CEOs are pushing for the rapid adoption of AI across the organization, HR included. This pressure creates a sense of urgency for CHROs, who must simultaneously build their own skills, experiment with new technologies, and roll out solutions at scale. There's a double risk: moving too fast without sufficient mastery, or moving too slowly and losing leadership's confidence. This situation demands an unprecedented level of strategic agility from HR leaders.
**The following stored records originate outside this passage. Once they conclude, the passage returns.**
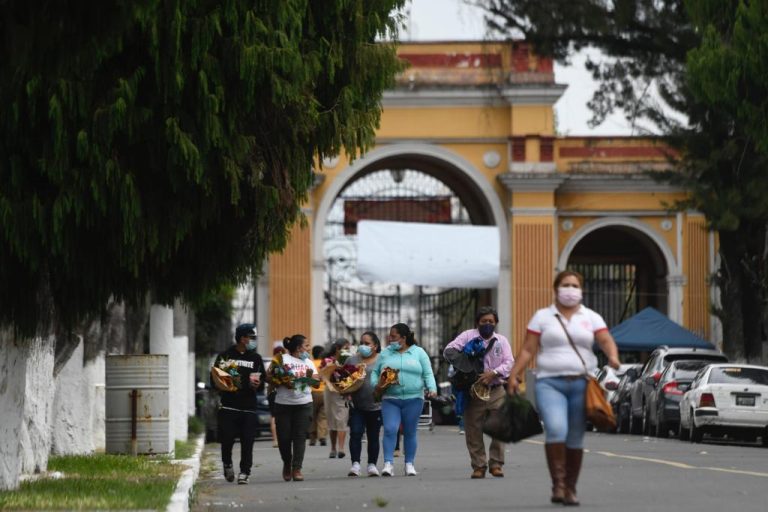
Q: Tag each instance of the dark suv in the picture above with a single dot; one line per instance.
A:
(639, 417)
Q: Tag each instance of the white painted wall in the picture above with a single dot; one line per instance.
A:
(71, 431)
(38, 404)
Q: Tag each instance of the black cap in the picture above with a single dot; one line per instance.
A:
(248, 330)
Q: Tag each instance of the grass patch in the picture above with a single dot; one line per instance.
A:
(184, 449)
(98, 482)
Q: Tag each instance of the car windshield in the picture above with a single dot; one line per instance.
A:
(738, 375)
(685, 370)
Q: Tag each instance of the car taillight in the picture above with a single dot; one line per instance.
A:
(670, 388)
(707, 400)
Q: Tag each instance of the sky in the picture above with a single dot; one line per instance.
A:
(440, 20)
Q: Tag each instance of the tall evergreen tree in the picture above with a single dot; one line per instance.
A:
(166, 146)
(705, 59)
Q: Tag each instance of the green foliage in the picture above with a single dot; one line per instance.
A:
(213, 314)
(167, 146)
(98, 482)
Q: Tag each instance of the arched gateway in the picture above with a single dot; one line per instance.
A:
(478, 118)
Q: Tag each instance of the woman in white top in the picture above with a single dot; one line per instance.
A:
(560, 382)
(293, 404)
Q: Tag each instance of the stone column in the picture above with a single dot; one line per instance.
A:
(161, 341)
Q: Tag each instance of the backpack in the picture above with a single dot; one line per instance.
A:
(462, 380)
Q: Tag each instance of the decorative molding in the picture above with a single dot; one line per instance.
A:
(456, 97)
(607, 182)
(491, 159)
(532, 167)
(531, 182)
(532, 212)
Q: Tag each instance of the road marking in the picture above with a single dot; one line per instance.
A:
(672, 463)
(647, 459)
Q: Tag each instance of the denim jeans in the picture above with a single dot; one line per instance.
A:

Aligning HR Strategy with the AI Agenda

To stay relevant, CHROs must place AI at the heart of their talent strategy. That means rethinking skills models, anticipating future demand for technology talent, and designing transformation paths for the entire workforce. Aligning with the company's AI agenda is no longer optional — it's becoming a condition for HR's strategic survival in tomorrow's organization.

Conclusion

The fact that 70% of HR leaders have adopted generative AI marks a historic turning point for the HR function. However, the confidence gap in current capabilities and the disconnect with CEOs call for an urgent acceleration of transformation. CHROs need to build their technological skills and align their talent strategy with the company's AI agenda. Are you ready to take on this challenge? Start by assessing your HR department's AI maturity today.